The Courage to Smoke
The Courage to Smoke
I just returned from 45 minutes of yoga, an invigorating dip in Boulder Creek, and 15 minutes of “go for it” chin-ups, pushups, dips and squats. Then I took a comfortable seat in my chair on the front porch with a cup of hot, sweet Yerba Mate tea and smoked a cigarette. A little contradictory? No kidding! Right?
What am I, a man who strives to embody healing, doing smoking cigarettes? This is flagrant hypocrisy! My mind goes nuts trying to explain it. But the mind is insanity itself. Contradiction and hypocrisy have always had their way with me, only previously I tried to hide it… mainly from myself. Perhaps the cornerstone of my work has been teaching people how to resolve the contradictions between their behavior and their ideals.
I just returned from six weeks in Peru studying with two “mystics” named Gayle and Americo; men I admire as much as any I’ve ever known. They are teaching me to live free from the mind’s anxiety and contradiction; to “chop off my head” and live from my heart. One of the ways I learn from them is by imitating them. I eat what they eat, drink what they drink, walk the way they walk and yes, smoke what they smoke.
When I first began working with Gayle and Americo I took pride in having freed myself from many behaviors I now find myself doing again.
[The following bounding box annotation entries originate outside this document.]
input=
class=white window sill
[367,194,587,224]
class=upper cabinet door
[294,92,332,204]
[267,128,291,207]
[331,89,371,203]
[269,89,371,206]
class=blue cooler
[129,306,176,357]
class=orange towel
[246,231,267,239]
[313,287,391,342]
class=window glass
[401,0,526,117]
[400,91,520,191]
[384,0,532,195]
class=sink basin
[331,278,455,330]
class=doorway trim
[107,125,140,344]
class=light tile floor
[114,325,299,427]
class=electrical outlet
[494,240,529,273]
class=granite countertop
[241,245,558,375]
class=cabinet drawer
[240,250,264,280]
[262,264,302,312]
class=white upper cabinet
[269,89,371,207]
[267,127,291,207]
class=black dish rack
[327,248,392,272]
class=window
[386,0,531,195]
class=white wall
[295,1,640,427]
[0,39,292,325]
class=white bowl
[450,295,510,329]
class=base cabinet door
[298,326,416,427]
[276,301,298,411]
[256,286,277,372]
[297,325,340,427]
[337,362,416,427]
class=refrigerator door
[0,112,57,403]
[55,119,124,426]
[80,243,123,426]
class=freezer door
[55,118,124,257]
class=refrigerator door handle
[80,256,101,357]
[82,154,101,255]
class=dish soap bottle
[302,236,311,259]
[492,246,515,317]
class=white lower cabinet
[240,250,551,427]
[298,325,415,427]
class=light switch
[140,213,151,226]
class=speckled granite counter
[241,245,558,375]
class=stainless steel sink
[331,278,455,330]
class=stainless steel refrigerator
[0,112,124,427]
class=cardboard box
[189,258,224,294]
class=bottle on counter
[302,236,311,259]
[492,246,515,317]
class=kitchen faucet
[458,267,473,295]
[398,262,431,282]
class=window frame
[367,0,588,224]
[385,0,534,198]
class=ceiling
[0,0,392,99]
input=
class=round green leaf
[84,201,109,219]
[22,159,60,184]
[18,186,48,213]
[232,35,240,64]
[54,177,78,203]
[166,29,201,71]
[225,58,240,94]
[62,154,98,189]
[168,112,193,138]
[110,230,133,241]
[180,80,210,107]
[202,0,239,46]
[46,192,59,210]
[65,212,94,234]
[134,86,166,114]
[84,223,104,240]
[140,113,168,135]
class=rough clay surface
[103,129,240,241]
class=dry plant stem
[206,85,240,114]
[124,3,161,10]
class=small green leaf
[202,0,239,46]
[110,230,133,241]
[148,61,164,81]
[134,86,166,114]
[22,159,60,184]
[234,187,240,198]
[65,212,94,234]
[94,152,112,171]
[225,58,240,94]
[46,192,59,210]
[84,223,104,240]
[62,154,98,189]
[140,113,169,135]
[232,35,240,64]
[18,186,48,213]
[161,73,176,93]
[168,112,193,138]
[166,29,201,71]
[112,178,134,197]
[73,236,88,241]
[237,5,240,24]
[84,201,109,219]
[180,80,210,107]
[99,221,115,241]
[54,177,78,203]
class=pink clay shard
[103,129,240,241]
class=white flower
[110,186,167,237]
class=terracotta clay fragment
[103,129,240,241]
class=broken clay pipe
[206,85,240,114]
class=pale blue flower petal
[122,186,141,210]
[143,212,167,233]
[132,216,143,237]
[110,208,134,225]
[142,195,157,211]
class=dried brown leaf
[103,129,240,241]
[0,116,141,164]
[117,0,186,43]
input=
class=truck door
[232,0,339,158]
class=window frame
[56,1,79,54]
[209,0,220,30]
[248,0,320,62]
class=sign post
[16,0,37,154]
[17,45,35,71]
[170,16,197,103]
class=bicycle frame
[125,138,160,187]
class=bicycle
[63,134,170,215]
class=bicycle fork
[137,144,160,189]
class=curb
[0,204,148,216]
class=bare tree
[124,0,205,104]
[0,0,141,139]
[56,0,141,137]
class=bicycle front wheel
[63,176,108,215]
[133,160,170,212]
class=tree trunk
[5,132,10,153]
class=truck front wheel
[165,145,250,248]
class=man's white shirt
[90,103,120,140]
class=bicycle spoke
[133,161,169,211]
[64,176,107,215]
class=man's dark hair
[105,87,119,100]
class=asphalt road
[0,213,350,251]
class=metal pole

At night sitting under a starry sky I now light up a smoke and watch my mind. “What are you doing? This is stupid. You’re going to regret this. I can’t believe even you are doing this. You’ve worked all these years to free yourself from such behaviors. You are going to get addicted again.” Etc. etc.
Gayle strongly encourages this art of witnessing my experience without any attempt to alter it; allowing my thoughts, emotions, and sensations flow like a river. . . grasping for nothing and avoiding nothing.
I take another hit, exhale the smoke towards the heavens and observe intently to this inner drama. I fully feel my bodily sensations: the dizziness, the ascending energy, my hands sometimes trembling, the burning sensations and acrid taste in my mouth growing as the cigarette grows shorter. Often the trees and sky melt visually into each other…and a misty, surreal glow permeates all I see. The lines between me and “not me” blur as thoughts, bodily sensations, and the outer world all become parts of one experience.
Smoking in Peru is one thing. Smoking in Boulder raises a whole new dialogue. “What will my friends think about this?” There is a certain pride in this dangerous new freedom I espouse? It has a certain shock value. I feel like a rogue, a wild man…breaking all the rules. Then again, “Now come on, Charley. This is plain self-centered, egotistical indulgence…a bit perverted at that. You have a responsibility to maintain your professional image.” This whole idea of me maintaining any pretense of “having it together” now seems so comical to me that I often burst out in laughter.
At times I find myself genuinely enjoying smoking. Ahhhh, I completely kick back and relax, take a big hit and allow myself to fully drink of this dangerous pleasure.
I witness the mind judging my actions…and its proud plans for self-correction that smoking stimulates. Previously I would have become captured by these thoughts because I could not bear their contradiction. Now I see these are constantly changing thought forms, which only mature into fruition when I desire them or fear them.
Smoking is a great spiritual practice for me. It offers a direct engagement with the contradictions between my ideals and my behavior. A living meditation in which I discover myself to be free from these compelling and frightening urges that previously grew uncontrollably into actions. And this is my point. Witnessing smoking (or anything) is a new edge of freedom and comes with built-in costs. It requires that I live with the fear of becoming addicted, ruining my health, the concern about my self image, the questioning of my motives… all that. It is a deliberate engagement with much that I fear and desire.
I find Charley to be as utterly wild and hopelessly unmanageable as the wind. He may smoke, he may not. But in this very moment, even as I take another hit I enter a dimension of experience for which I’ve always longed. I am unshakeably happy and grateful. And I know with certainty that from this happiness comes only good. I trust myself enough to smoke. In an odd sort of way it is good for me. You know what I’m sayin’? It requires a certain courage, a confidence, not to merely smoke, but to smoke fearlessly.
Will “Charley” continue to smoke? I don’t know anymore than you, dear reader, know if you will continue your contradictions. I have found something that interests me much more than this petty drama of whether Charley Cropley smokes or not and what that means about him.